Readme for IBM Spectrum LSF 10.1 Simulator

Readme file for IBM® Spectrum LSF Predictor 10.1 Fix Pack 13 (601187)

Abstract

Readme documentation for IBM Spectrum LSF Predictor 10.1 Fix Pack 13 including installation-related instructions, prerequisites, and limitations.

Use the LSF Predictor to create and train artificial intelligence (AI) models for the prediction of LSF job memory and run time. It allows administrator to test the AI models and compare the results, also to deploy the models to the LSF production environments.

Description

Readme documentation for IBM Spectrum LSF Predictor V10.1 Fix Pack 13 that includes installation-related instructions, prerequisites and co-requisites, and list of new features.

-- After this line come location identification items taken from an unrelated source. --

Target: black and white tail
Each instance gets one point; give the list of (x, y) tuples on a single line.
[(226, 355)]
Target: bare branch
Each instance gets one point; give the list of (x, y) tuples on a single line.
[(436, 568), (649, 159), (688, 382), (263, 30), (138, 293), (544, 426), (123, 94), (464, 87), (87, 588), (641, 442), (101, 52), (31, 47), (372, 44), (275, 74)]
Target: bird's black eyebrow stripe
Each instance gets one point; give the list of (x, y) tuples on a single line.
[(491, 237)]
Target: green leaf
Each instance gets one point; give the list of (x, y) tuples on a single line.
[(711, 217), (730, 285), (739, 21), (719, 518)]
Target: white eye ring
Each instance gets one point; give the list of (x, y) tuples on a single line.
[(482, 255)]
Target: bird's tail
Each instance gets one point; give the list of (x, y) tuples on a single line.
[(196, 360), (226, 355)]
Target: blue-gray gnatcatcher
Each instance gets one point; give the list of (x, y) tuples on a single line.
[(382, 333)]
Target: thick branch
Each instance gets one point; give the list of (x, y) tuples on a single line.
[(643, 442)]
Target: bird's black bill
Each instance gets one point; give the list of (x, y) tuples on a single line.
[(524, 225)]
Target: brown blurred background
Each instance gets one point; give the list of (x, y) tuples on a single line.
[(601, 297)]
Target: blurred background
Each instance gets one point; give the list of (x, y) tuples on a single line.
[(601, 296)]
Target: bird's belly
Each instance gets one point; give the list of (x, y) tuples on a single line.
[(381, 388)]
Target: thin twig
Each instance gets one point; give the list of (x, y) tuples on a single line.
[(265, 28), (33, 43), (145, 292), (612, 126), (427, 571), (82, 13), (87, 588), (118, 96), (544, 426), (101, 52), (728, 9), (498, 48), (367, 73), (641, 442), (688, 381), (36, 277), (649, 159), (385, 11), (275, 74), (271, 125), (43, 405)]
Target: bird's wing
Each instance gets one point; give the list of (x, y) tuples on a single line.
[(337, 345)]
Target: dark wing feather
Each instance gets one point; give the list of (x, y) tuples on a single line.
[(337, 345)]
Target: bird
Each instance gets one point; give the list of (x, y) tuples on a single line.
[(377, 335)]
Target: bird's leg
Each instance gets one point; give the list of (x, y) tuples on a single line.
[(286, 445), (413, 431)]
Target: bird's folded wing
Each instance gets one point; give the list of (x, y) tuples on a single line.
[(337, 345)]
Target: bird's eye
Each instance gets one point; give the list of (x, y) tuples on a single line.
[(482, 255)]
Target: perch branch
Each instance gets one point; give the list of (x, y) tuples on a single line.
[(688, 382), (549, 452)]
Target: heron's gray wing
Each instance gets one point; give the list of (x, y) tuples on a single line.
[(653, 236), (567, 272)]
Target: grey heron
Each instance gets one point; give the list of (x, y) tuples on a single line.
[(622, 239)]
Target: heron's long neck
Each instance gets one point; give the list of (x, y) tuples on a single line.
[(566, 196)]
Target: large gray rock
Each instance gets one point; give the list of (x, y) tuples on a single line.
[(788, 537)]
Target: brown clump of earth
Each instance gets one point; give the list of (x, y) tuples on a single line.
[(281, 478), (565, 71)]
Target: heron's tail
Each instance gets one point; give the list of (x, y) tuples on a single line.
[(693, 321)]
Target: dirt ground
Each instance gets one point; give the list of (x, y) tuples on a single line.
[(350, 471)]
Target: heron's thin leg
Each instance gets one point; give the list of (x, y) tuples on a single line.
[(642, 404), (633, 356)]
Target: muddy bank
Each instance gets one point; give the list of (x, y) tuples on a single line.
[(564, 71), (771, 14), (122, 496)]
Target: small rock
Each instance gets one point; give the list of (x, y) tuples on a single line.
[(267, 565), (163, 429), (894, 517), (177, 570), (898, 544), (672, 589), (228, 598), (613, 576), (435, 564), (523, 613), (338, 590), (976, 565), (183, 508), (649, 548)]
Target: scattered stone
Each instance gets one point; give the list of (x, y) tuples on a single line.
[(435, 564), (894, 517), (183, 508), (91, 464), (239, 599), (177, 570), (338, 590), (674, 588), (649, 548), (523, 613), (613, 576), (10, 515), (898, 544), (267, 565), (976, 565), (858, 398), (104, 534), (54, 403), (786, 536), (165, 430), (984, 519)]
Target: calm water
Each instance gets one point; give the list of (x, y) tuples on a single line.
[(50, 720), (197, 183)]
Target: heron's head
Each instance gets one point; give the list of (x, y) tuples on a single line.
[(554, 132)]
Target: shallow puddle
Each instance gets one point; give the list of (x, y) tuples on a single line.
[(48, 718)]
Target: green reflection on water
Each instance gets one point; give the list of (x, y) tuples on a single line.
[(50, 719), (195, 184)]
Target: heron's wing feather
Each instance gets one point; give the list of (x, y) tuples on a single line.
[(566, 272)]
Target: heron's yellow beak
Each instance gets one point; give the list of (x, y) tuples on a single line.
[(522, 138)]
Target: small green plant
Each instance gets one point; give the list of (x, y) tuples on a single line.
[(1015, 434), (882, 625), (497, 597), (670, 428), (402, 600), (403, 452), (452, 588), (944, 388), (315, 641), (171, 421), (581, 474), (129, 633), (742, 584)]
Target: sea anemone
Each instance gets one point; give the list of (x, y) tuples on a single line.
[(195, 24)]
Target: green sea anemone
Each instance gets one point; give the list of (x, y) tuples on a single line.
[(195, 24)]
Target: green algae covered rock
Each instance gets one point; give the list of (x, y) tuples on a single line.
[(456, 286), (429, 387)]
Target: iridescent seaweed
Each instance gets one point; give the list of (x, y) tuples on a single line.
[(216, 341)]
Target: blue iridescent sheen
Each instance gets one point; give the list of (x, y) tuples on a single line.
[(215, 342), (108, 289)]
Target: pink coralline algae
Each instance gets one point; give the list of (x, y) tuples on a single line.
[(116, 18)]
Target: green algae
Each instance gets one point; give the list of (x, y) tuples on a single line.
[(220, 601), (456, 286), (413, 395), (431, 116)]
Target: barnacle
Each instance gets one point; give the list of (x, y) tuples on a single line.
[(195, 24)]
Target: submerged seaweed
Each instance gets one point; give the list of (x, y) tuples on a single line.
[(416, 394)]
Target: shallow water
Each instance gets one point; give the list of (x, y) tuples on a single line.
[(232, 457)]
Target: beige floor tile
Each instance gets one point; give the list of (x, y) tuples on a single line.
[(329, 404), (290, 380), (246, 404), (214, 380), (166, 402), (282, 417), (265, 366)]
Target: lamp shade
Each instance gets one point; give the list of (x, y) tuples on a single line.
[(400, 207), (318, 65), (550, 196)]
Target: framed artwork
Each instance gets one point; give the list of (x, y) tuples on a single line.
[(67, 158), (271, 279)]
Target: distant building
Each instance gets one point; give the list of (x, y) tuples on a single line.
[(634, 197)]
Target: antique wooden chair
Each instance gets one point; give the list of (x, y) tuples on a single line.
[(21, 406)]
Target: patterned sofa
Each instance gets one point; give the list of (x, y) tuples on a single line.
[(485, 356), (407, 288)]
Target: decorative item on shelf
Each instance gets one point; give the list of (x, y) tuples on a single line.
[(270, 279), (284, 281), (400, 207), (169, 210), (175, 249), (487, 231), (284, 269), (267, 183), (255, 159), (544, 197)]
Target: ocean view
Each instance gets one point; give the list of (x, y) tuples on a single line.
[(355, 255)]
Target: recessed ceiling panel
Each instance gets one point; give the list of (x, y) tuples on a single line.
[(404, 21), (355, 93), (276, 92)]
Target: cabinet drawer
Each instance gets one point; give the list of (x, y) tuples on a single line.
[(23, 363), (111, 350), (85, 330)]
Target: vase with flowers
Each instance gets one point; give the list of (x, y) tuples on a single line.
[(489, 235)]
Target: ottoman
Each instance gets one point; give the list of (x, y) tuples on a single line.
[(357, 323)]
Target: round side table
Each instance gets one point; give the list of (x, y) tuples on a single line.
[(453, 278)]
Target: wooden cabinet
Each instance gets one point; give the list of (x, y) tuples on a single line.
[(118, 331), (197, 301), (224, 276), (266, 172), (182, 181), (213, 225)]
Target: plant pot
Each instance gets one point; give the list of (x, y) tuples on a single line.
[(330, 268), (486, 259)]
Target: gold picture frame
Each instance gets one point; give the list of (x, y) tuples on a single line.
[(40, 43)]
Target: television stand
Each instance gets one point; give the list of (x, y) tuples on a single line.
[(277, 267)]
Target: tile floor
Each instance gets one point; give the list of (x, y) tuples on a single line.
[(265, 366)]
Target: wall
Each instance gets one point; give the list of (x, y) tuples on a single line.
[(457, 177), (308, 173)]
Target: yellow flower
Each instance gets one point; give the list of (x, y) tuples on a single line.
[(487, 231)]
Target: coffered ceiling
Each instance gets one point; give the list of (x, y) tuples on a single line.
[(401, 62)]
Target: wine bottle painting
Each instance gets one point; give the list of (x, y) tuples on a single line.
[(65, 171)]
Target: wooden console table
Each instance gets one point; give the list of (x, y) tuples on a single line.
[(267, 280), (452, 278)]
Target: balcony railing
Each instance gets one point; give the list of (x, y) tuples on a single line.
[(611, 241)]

Readme file for: IBM® Spectrum LSF Predictor
Product/Component Release: 10.1 Fix Pack 13
Publication date: 24 June 2022
Last modified date: 24 June 2022

What’s new

· Support AutoAI in IBM Cloud Pak for Data 4.0 running in public cloud environment.

· Upgrade ibm-watson-machine-learning API from 1.0.79 to 1.0.175.

· Force password change for first-time logon.

· Upgrade Elasticsearch version from 7.10.2 to 7.16.3 with jdk 17.0.3.1 to avoid Log4j and Java security vulnerability.

· Upgrade Python from 3.7.9 to 3.7.11 to avoid security vulnerability.

· Add utilization graph of cluster-level memory and slots usage for experiment results.

· Handle symbolic links (sym-link) when load LSF configurations.

Installation

1. System Requirements

RHEL X86_64 version 7.2 or later; or Centos X86_64 version 7.2 or later

Ubuntu X86_64, version 18.04

Docker-ce version 19.03.* or later is installed and running

2. Installation

1. Select a Linux host that has enough disk storage. The server must have internet access to download Docker-in-Docker (dind) image for starting LSF simulation Docker container. If you want to load LSF configuration directly, the host must be a client or a server in LSF production environment. The directory used to extract the package is the working directory. Make sure you have at least 100G of free space. The host memory is at least 32G.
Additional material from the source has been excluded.